Categorical: mode imputation + one-hot encoding.  
We combine them with `ColumnTransformer`.

In [None]:
numeric_transformer = Pipeline(steps=[
    ('imputer', SimpleImputer(strategy='median')),
    ('scaler', StandardScaler())
])

categorical_transformer = Pipeline(steps=[
    ('imputer', SimpleImputer(strategy='most_frequent')),
    ('onehot', OneHotEncoder(handle_unknown='ignore', sparse=False))
])

preprocessor = ColumnTransformer(transformers=[
    ('num', numeric_transformer, numeric_cols),
    ('cat', categorical_transformer, cat_cols)
], remainder='drop')

print('Preprocessor ready')

## Define pipeline with classifier placeholder
We create a pipeline containing preprocessing and a classifier.
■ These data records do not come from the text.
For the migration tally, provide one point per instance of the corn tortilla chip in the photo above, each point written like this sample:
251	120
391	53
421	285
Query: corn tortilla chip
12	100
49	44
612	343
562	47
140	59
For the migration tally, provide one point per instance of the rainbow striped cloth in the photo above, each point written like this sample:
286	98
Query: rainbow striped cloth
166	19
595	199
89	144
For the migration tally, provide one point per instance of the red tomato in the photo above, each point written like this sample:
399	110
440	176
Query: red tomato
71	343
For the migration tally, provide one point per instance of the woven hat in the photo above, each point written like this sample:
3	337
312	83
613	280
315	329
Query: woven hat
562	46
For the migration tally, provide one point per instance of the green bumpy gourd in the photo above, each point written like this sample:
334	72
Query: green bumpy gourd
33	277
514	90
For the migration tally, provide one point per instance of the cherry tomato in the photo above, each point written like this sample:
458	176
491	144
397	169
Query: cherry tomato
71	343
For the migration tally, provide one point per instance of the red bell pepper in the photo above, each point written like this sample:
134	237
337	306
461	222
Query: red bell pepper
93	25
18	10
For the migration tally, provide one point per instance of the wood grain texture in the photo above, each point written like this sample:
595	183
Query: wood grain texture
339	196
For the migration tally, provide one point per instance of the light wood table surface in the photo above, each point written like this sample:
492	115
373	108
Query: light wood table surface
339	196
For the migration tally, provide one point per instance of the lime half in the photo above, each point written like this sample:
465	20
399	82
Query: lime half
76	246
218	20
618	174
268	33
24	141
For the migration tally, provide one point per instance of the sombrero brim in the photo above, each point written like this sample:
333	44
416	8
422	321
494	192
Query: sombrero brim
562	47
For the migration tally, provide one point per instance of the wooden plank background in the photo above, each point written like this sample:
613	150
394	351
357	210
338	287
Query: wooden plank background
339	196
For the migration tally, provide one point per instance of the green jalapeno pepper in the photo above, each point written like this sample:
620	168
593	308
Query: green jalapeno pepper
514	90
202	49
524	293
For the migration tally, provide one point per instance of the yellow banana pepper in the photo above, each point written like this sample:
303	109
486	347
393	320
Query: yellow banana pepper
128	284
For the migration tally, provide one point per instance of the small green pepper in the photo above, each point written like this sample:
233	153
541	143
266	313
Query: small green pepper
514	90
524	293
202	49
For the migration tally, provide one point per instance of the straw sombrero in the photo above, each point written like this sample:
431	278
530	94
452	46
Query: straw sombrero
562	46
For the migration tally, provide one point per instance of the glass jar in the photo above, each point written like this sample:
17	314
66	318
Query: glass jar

We'll tune RandomForest via GridSearch.

In [None]:
pipe = Pipeline(steps=[
    ('preprocessor', preprocessor),
    ('clf', RandomForestClassifier(random_state=RANDOM_STATE))
])

print(pipe)

## Train-test split
Use stratify to preserve class ratios.

In [None]:
X_train, X_test, y_train, y_test = train_test_split(X, y, test_size=0.2, stratify=y, random_state=RANDOM_STATE)
print('Train:', X_train.shape, 'Test:', X_test.shape)

## Quick cross-validation on training set
This gives a baseline for how the pipeline performs before tuning.

In [None]:
cv_scores = cross_val_score(pipe, X_train, y_train, cv=5, scoring='accuracy')
print('CV scores:', np.round(cv_scores,4))
print('CV mean:', cv_scores.mean())

## GridSearchCV (small grid)
We tune a small set of Random Forest hyperparameters to keep compute low.

In [None]:
param_grid = {
    'clf__n_estimators': [100, 200],
    'clf__max_depth': [None, 6, 12],
    'clf__min_samples_leaf': [1, 3]
}

grid = GridSearchCV(pipe, param_grid, cv=3, scoring='accuracy', n_jobs=-1, verbose=1)
grid.fit(X_train, y_train)

print('Best params:', grid.best_params_)
print('Best CV score:', grid.best_score_)

## Evaluate best model on test set
We print common metrics and show a confusion matrix.

In [None]:
best_pipe = grid.best_estimator_

y_pred = best_pipe.predict(X_test)
y_proba = best_pipe.predict_proba(X_test)[:,1] if hasattr(best_pipe, 'predict_proba') else None

print('Test Accuracy:', accuracy_score(y_test, y_pred))
print('Precision:', precision_score(y_test, y_pred, zero_division=0))
print('Recall:', recall_score(y_test, y_pred, zero_division=0))
print('F1:', f1_score(y_test, y_pred, zero_division=0))
if y_proba is not None:
    print('ROC-AUC:', roc_auc_score(y_test, y_proba))

print('\nClassification Report:\n', classification_report(y_test, y_pred, digits=4))

cm = confusion_matrix(y_test, y_pred)
plt.figure(figsize=(4,3))
sns.heatmap(cm, annot=True, fmt='d', cmap='Blues')
plt.xlabel('Predicted'); plt.ylabel('Actual'); plt.title('Confusion Matrix')
plt.show()

## Cross-validated permutation importance (optional)
This gives a model-agnostic idea of which features matter most.

In [None]:
# Compute permutation importance on test set
try:
    r = permutation_importance(best_pipe, X_test, y_test, n_repeats=10, random_state=RANDOM_STATE, n_jobs=-1)
    feat_names = np.array(best_pipe.named_steps['preprocessor'].transformers_[0][2].tolist() + list(best_pipe.named_steps['preprocessor'].named_transformers_['cat'].named_steps['onehot'].get_feature_names_out(cat_cols)))
    imp = pd.Series(r.importances_mean, index=feat_names).sort_values(ascending=False)
    print(imp.head(15))
except Exception as e:
    print('Permutation importance failed:', e)
    print('You can compute permutation importance after ensuring transformer names match.')

## Save the best pipeline
This saves preprocessing + model together so raw data rows can be predicted later.

In [None]:
joblib.dump(best_pipe, 'loan_pipeline_v1.joblib')
print('Pipeline saved to loan_pipeline_v1.joblib')

## Sample usage
After loading the saved pipeline, pass a new raw-record DataFrame with the same columns (no preprocessing required).

In [None]:
# Example: load and predict on one row (uncomment and edit a sample row to try)
# loaded = joblib.load('loan_pipeline_v1.joblib')
# sample = X_test.iloc[[0]]  # replace with a new raw row shaped like X
# print('Pred:', loaded.predict(sample), 'Prob:', loaded.predict_proba(sample)[:,1] if hasattr(loaded,'predict_proba') else None)

## Notes / Next steps
- Expand GridSearch with randomized search for more hyperparameters.  
- Consider using class_weight or resampling if classes are imbalanced.  
- For production, add validation on data drift and fairness checks (e.g., performance by gender or area).